Problem Description
Given a 0-indexed array nums of non-negative integers, you can perform an operation where you choose an index i (1 <= i < n) with nums[i] > 0, then decrease nums[i] by 1 and increase nums[i-1] by 1. The goal is to minimize the maximum value in the array after performing any number of operations.
Key Insights
- The operations only allow shifting value to the left.
- The prefix sums of the array remain invariant; only their distribution can be balanced.
- The minimum possible maximum value is determined by the largest needed average of the prefix, rounded up.

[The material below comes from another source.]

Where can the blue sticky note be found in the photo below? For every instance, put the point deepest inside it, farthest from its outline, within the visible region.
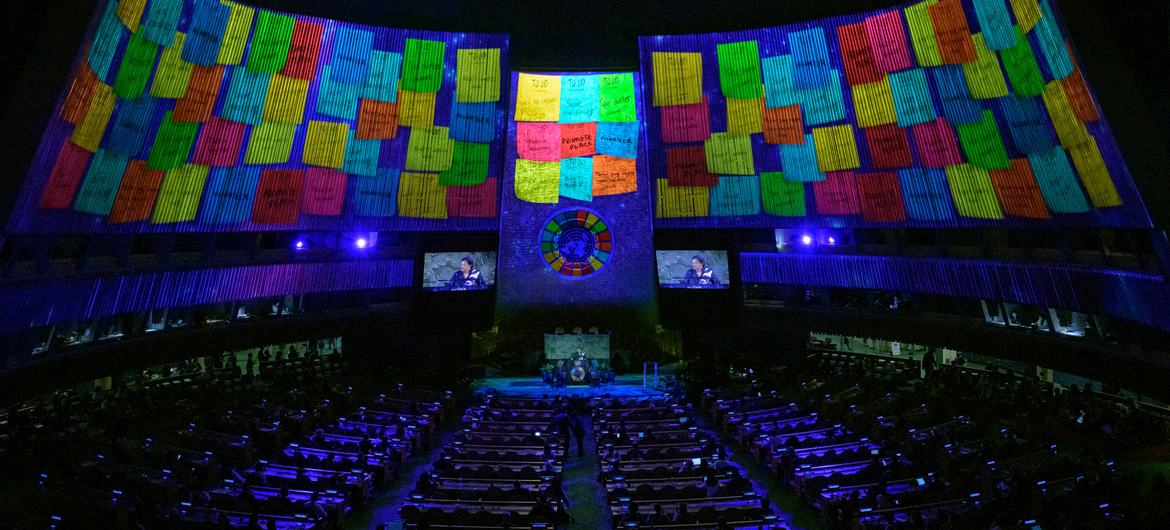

- For each index i, the achievable maximum value must be at least ceil(prefixSum[0...i] / (i + 1)).
Space and Time Complexity
Time Complexity: O(n) - We iterate through the array once. Space Complexity: O(1) - Only a few variables are used.
Solution
We observe that the operations allow "pushing" excess from right to left. This means that the sum of the first i elements (prefix sum) cannot be reduced by any series of operations, though it can be redistributed. To keep all numbers as balanced as possible, the highest value in the prefix will be determined by the ceiling of (sum of the prefix)/(length of the prefix). Thus, for each index, we compute the running sum and take the maximum of ceil(prefixSum / (i + 1)). This maximum will be the minimum achievable maximum value of the array after redistributions.